Sunday, August 9, 2009

Mmmm....Coffee

So, I have just discovered Coffee. I have never been a coffee drinker, I never liked the taste. It is amazing what two spoonfuls of sugar and some milk will do. I have to stay awake until 4 am working the desk. It is currently 2:35 am. I think I'm all set. :) Thank you Jen Kay.

However, I am stressing a bit. I only have a handful of workers to staff the desk. The desk needs to be staffed 24/7. This isn't cutting it. I need to complete my desk schedule for this week and the semester. It sucks that I don't have enough people to work. Like tomorrow, I have an open shift and I would step up and take it, but I am on duty as an RA. I can't be at the desk when I'm on duty. It's just not happening. So, I need someone to cover it. Desperately. Stress has consumed me, officially.

Song that is stuck in my head: Jordin Sparks-Battlefield. I hate that she had to rip off Pat Benetar.
Which brings me to today's rant. R&B artists and rappers need to stop sampling other artist's music. Right, it's the best form of flattery, but COME ON! Get your own stuff. I'm tired of listening on the radio and thinking I'm hearing one song, and then some artist jumps in with his/her stupid lyrics. Surely there are combinations of beats and rhythms that you can come up with.

So, I just finished watching The Ugly Truth. I liked it a lot. It was obviously transparent as far as the plot goes, but the comedy was good. Plus, Gerard Butler is a good-looking actor. He has a good voice, too. He was great as the phantom in Phantom of the Opera. And then there is 300, which was a whole new reason to love him.

I think a struggle I will face this year as an RA is being understanding and patient. I hit it off great with my residents that moved in today, but I already get a letter under my door saying to fix something ASAP. Like you're barking an order at me. I may be reading too much into it, but seriously, I HATE attitude. I am here to help my residents, I am here as a resource and as a friend. But I also have to enforce rules and policy, and when people don't like that, they get attitudes. I don't do well with attitudes. I've never been in a fight or anything like that thankfully, but I have been in confrontations before, and i hate them. I'm a nice person, it just sucks that people can be so demanding and inconsiderate of others.

Love: So, my love life is going well right about now. I am happy. Just coasting along. For the first time, I don't think I'm going to get all worked up and overthink things. I mean, I'll try not to. But he's such a chill guy, and I know me. Used to constantly seeing that someone and constant reassurance and attention. But I don't want to be that girlfriend. She sounds so needy. And I just want to feel confident and like I don't need anyone. Not to be an extreme feminist here, but I shouldn't NEED anyone. I should WANT them. And I know I want him right now. I just don't want to get to the point where I rely on him and actually feel like I need him around, like I did in past relationships. Are you following?

And a part of that occasional insecurity, comes a little jealousy, for lack of a better word. He is a great guy, and I know he has a lot of friends. Some being female. Which will get to me a little. Nothing to where I don't trust him. I mean, as much as I can trust right now, I do trust him. But, I try to reassure myself. Talk myself out of thinking that way. Like say "Who is he with now?" "Who is he seeing constantly?" and "Who does he seem to want to be with all the time?" and when I answer all those as me, I can renew my mind and move on. So, it doesn't last long, and I hope I can get rid of it altogether. Plus, I have male friends. Which gives me no right to have a problem with him having female friends and I get that.

I also feel some of my quirks and weirdness coming out. Haha. I try to mask it, but I can't. I'm a bit clumsy, say weird things, and make weird noises (apparently). I just get a little nervous everytime I do something stupid. "What's he thinking?"
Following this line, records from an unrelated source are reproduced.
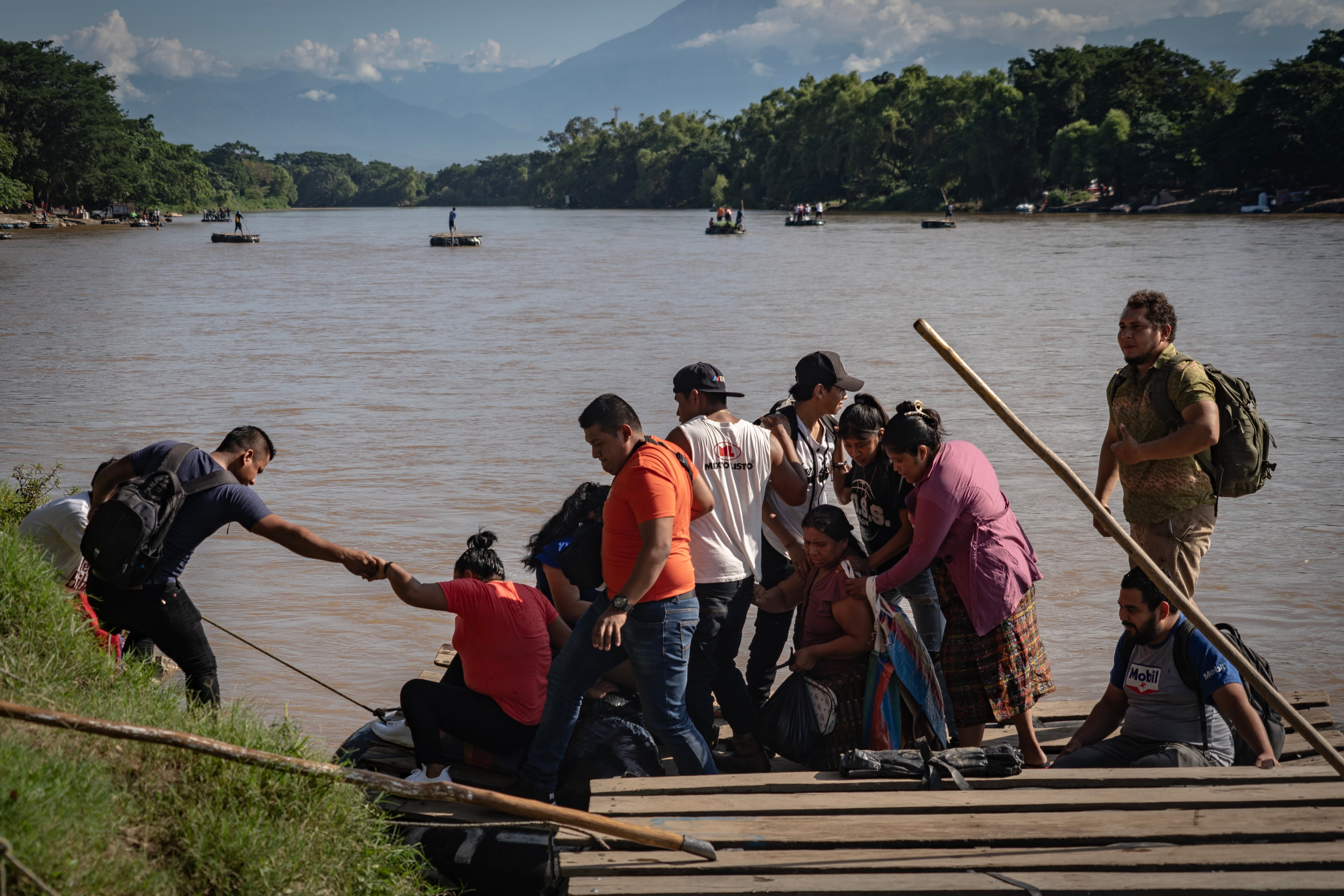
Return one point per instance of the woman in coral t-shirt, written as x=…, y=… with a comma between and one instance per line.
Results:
x=494, y=692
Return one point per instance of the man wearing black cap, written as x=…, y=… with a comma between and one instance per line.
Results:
x=737, y=461
x=810, y=426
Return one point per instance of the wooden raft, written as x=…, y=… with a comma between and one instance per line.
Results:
x=1132, y=831
x=455, y=240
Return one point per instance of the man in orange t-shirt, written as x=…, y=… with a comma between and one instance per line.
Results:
x=650, y=611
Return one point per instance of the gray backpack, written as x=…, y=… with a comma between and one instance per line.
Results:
x=1240, y=463
x=126, y=537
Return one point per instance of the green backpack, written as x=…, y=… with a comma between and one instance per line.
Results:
x=1240, y=463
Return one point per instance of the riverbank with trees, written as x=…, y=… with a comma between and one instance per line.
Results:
x=1124, y=123
x=99, y=816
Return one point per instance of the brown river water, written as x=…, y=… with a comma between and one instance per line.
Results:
x=417, y=394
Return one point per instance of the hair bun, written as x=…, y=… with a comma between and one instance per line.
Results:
x=484, y=539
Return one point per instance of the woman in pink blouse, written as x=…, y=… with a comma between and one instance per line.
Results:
x=984, y=569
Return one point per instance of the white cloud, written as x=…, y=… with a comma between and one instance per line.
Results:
x=124, y=54
x=1314, y=14
x=488, y=57
x=365, y=60
x=886, y=29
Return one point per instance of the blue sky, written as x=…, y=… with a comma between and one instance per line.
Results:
x=371, y=42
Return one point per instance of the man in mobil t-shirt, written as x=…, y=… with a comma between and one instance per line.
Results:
x=650, y=611
x=1167, y=723
x=737, y=460
x=160, y=612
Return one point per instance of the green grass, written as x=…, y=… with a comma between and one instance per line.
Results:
x=99, y=816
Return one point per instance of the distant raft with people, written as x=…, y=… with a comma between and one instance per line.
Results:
x=455, y=240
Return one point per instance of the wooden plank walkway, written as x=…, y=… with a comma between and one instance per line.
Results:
x=1132, y=831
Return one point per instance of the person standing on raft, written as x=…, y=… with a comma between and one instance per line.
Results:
x=984, y=570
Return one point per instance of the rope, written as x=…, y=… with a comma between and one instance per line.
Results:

Wow. I do think. WAY TOO MUCH. I think it's the coffee right now. But anyway, I'm still at the phase where I really watch what I do and say and I don't think that's necessarily a bad thing. I'm not really hiding who I am, just letting the crazy out in little doses. Haha. But I feel if I get too comfortable, a relationship gets dull. It loses a bit of passion, curiosity, and mystery. And it is way too early to even get comfortable like that. I mean, I bought this 500 date ideas book. Pretty desperate and pathetic some think, but I think of it as a resource. I'm not the most creative mind on the planet and sometimes a date "off the beaten path" might be an excellent way to get to know someone or discover a different part of them.

But back to what I was saying originally (way off topic there). I just want to take it easy. See where it goes. I'm falling. I didn't expect to, but I am and I am happy right now. He makes me happy. And I hope he's happy spending time with me.